Mr MacAskill, the MSP for the Edinburgh Eastern area, told BBC Radio Scotland’s Good Morning Scotland programme of his “shock and disbelief” at the death.
“It’s hard to imagine the situation of a child going off to school on a spring day never to return, and our hearts and thoughts go out to the family and the wider community and pupils,” he said.
Mr MacAskill welcomed work by the city council to check similar walls, saying this would “reassure pupils and parents”.
He said the girl’s death was a “double blow” for the school after the death of fellow pupil Jamie Skinner, 13, who collapsed while playing football for Tyncastle FC at the end of last year.
Mr MacAskill said: “It is a devastating blow, the loss of a pupil there, because of the tragedy that affected them on the football field. It’s a double blow for a community that’s quite tight knit.
“The school will bounce back, it’s had it’s challenges. This is a tragedy but it remains part of the bedrock of that community.”
Yesterday’s incident came weeks after the council was fined £8,000 after a girl at the school was seriously injured when she fell more than 16ft down a broken-down lift shaft.
The schoolgirl, then aged 15, suffered three fractured vertebrae and a sprained wrist as a result of the fall in December 2011.
Asked if there were concerns about health and safety at Liberton High, Mr MacAskill said: “I don’t believe so. The school, as with many schools of that era, the late 50s early 60s, has its challenges. There was storm damage a few years back that caused considerable difficulties and the incident for which the council was fined.
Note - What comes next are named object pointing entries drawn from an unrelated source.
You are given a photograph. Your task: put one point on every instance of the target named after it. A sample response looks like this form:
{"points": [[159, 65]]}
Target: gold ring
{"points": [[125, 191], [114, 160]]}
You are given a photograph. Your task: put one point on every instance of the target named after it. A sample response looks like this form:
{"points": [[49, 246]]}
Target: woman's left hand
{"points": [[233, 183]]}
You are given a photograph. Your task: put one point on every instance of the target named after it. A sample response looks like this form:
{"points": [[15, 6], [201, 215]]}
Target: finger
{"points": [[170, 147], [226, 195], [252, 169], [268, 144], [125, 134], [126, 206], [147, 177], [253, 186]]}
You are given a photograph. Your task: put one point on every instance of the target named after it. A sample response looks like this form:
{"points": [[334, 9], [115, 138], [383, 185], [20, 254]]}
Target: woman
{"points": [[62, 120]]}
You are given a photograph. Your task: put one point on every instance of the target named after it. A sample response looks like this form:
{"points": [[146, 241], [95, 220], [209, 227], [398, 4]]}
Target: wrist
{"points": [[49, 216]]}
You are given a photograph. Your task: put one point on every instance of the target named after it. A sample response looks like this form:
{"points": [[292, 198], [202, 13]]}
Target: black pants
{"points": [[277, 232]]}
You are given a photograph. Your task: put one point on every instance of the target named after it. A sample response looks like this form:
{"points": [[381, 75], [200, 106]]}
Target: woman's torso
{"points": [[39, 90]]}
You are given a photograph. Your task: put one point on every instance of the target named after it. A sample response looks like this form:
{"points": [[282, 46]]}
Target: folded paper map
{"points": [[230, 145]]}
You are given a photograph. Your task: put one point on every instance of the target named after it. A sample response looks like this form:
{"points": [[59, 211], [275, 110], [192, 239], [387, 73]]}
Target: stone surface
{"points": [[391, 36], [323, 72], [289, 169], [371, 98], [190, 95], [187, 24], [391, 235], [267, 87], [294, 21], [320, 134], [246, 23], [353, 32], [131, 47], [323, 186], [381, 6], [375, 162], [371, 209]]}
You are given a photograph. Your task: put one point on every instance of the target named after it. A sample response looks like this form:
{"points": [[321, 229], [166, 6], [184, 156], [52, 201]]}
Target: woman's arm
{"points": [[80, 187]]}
“But notwithstanding the difficulties with fragmenting and fraying to the fabric, it’s a good school in which the head and past head have done a remarkable job in making it a very good school for the local community.”
He stressed the council had been doing a “good job” on school maintenance, despite financial pressures.
“There are budgetary pressures for all aspects of government, national and local, but I think the council are doing a good job,” he said.
“They are working their way through the school estate, many schools are being replaced.
“I recognise that the city council has always put the safety of pupils as paramount, that’s why I welcome the review to ensure the situation is safe in every school. They do have to prioritise but I do believe they have been doing a good job.
“Everything that needs to be done immediately is being done and we need to allow the statutory agencies to carry out their investigation.
“If there are lessons to be learned I would expect them to be implemented, whether by the local council, other local authorities or indeed by my colleagues and myself in national government.”
The council said a survey of all its schools was carried out between 2012 and 2013 and no concerns were identified with the wall at Liberton High.
A spokesman said: “As a precaution, specialist council building services staff will be surveying all similar walls in schools where we know that they exist. The survey work will begin early on April 2.
“As a further precaution, a full survey will be carried out on Liberton High School in the coming days before the main school building reopens to pupils.”
First Minister Alex Salmond visited the school in December and has already pledged a “rigorous investigation” into the incident.